Silence. Silence. History is nothing
but a small stream flowing under your feet.
You stand where the rice is, your thought
becoming a thought of the human race.
1943
(Translated from Chinese by Ming Di and Kerry Shawn Keys)
Zheng Min (1920-) was born in Beijing while her family was originally from Fujian, southeast China. She graduated from the legendary Southwest United University in 1943, and studied literature and philosophy at Brown University in the US, earning a master’s degree in 1952. She returned to China in 1955 and taught at Beijing Normal University from 1960 until her retirement in 2006. She is the last living member of the Nine Leaves group of poets who were active modernists in the 1940s and whose collection of poetry was published in 1981, titled Nine Leaves, which became the name of this group of nine poets who were influenced by the western Modernism but at the same time deeply rooted in the social reality of China.
Lü De’an 吕德安
THE ROOF GUYS 泥瓦匠印象
But they’re local—the roof guys
of roof guys who really know
roofs. They move
in the same fashion
with the same caution. When they walk on the roofs
even the clay tiles crack
in the same direction.
They are careful but still
you can hear the
creaking.
Open one up—dust rises
like tiny insects
resurrected. Every being lives
for the same purpose—
to be opened.
Roof guys come and go
replacing each other’s faces.
At sunset, they disappear.
But this time they remain—as our specimens,
awkwardly moving, one by one
on the roofs.
Looking toward them, you find them gone,
and yet they seem to have stayed the night,
or an entire age.
1987
(Translated from Chinese by Ming Di)
Lü De’an (1960-), born in a small town in Fujian province, started writing poetry in the late 1970s. He was a member of the Friday poetry group and the They poetry circle. He lived in New York City from 1991 to 1994 as an artist and returned to China in 1995. He built a stone house in the mountains in his hometown and became a modern hermit until his third collection of poetry came out in 2010, which won the Gaoligong Literature Award in China in 2011. Currently he lives between Fujian and Canada.
Xuanyuan Shike 轩辕轼轲
A UNIVERSE THAT COMES LATE 迟宇宙
There is another universe
outside ours, half a beat slower
where babies are born late
and trees grow slowly
No high-speed trains. No freeways
To visit a neighbor, you need to carry some food
Marathon? Might as well be walking
Walking? Might as well be pacing around
The clock’s second hand moves like the sun
taking a long time to move a single step
There’re never queues before windows
Things are done slowly, might as well not be done at all
so that no one will need a document
You can easily go abroad but never reach a border in your life
You can easily go astray but can never get out of your family circle
There is no smog in the sky
Smoke gets exhausted before climbing out of the chimney
People speak slowly
Their brains don’t make sharp turns
If you see a friend and say hello
you can go to a slow food restaurant on the roadside
When you finish eating and get outside
you will then hear his response
Of course the slowest person is the Prime Minister
His inaugural speech is not drafted
until his term is almost over
If he is going out to meet the public
he will have to hold his own loud speaker and yell for three days
until he can get a
slower bodyguard
2015
(Translated from Chinese by Ming Di and Kerry Shawn Keys)

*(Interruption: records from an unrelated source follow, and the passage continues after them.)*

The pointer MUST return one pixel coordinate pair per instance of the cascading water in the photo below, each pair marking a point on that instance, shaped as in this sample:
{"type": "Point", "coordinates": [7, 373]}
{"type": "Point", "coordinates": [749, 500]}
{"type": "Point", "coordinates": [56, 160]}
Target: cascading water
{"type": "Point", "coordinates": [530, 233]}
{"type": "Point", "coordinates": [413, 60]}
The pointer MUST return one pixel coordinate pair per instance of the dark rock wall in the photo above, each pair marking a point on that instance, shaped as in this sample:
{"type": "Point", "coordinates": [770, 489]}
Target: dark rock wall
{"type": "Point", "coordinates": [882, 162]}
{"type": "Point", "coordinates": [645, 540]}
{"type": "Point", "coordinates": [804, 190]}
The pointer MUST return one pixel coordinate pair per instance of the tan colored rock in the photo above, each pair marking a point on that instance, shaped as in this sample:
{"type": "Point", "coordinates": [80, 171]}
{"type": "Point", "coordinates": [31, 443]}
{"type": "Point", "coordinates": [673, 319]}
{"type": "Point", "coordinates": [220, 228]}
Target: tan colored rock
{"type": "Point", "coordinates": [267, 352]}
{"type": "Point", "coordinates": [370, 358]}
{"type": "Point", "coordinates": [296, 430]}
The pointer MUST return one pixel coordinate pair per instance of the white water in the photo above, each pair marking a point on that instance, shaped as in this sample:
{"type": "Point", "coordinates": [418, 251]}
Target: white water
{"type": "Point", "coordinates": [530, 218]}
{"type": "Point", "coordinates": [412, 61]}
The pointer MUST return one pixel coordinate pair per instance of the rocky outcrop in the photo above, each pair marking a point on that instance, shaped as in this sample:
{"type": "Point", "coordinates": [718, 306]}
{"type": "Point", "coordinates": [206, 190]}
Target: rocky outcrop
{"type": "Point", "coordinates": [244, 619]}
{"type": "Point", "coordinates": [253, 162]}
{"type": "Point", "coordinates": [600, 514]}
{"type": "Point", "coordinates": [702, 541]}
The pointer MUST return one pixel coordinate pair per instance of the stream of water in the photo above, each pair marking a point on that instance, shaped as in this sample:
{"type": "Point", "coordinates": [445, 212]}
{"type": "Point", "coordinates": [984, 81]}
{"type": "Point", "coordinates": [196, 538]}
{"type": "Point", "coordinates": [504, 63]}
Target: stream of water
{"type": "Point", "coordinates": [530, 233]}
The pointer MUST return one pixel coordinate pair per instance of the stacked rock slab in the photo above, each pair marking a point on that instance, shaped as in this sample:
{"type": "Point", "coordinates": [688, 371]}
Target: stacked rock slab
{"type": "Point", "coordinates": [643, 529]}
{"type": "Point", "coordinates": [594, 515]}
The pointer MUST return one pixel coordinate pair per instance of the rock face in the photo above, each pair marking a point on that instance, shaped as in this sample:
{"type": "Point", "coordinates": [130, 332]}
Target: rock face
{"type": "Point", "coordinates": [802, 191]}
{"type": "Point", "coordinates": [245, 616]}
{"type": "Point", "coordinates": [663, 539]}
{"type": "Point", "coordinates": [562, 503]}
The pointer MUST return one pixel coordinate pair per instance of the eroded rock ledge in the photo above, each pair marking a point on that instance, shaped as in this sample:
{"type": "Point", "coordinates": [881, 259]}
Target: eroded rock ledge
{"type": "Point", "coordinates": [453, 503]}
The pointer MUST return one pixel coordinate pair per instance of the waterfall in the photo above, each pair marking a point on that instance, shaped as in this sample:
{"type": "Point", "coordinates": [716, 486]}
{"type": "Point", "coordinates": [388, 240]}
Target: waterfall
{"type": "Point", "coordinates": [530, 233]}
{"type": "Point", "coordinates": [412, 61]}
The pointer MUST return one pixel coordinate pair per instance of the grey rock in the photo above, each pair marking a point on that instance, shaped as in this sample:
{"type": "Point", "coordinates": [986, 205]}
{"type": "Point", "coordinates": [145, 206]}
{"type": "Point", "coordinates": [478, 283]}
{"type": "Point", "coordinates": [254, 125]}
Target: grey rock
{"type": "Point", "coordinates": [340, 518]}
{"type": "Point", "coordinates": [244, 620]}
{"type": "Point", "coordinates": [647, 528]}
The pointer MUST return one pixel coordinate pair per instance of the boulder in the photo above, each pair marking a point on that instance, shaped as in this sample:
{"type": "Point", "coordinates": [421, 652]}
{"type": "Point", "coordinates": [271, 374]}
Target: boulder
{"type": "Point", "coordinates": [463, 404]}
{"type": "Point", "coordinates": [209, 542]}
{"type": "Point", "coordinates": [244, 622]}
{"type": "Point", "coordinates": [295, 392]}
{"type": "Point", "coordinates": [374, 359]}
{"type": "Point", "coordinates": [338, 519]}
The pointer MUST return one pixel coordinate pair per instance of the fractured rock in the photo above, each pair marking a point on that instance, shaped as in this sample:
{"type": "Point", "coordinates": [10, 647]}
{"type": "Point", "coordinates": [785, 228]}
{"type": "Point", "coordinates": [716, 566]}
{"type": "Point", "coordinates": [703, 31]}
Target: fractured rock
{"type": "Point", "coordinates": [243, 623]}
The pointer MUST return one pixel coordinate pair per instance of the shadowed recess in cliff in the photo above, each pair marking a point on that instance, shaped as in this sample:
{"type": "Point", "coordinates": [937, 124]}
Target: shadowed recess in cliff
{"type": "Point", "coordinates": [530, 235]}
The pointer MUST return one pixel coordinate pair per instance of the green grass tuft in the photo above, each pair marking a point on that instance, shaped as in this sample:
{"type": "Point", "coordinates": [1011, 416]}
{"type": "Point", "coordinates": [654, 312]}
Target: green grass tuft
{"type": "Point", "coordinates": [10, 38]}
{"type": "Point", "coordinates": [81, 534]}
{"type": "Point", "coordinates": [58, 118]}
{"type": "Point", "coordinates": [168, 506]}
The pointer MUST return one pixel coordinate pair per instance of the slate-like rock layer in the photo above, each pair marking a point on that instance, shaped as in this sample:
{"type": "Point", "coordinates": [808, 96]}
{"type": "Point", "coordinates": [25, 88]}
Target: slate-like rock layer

Xuanyuan Shike (1971-) is a veteran member of the Lower Body Poetry group that was started by Shen Haobo in 2000 and also an active member of the “spoken language new poetry canon” movement led by Yi Sha in the 21st century. He was born in Shandong province and grew up there. He launched a magazine with his local friends in 1999 named Middle, published three books of poetry and won the poetry prize of the national People’ Literature Award in 2012.
Lü Yue 吕约
POETRY DOESN'T KNOW THAT IT'S DEAD 诗歌不知道自己已经死了
Poetry doesn't know that it's dead.
A state funeral is taking place on a 1000 hole golf course,
its eyelids are sprinkled with petals, and on the petals a few teardrops,
one from Greek, one from Latin
and the rest from crocodiles.
An epitaph is written in Chinese oracle script.
All that have two legs have witnessed its death, it died finally
shrouded in black and gold,
its mouth faintly grinning.
Grasshoppers are alive, so are lizards and butterflies.
All that crawl or fly are alive.
Dinosaurs are walking to the zoo with children for a spring outing,
their small bellies bulging with fresh milk.
The Pope is alive, on his way to Africa by air.
Africa is alive.
Robots of the ninth generation will be alive too.
Poetry is dead, but doesn't know it yet.
Still dreaming of parachuting in heaven with all the living,
small or pregnant.
Still dreaming of shooting off rockets.
Of running marathons in Third World streets
with a bulletproof vest.
In the funeral a child sees poetry still rolling its eyes
under its lids.
It has donated its corneas—
it will never see its own death.
2007
(Translated from Chinese by Ming Di and Neil Aitken)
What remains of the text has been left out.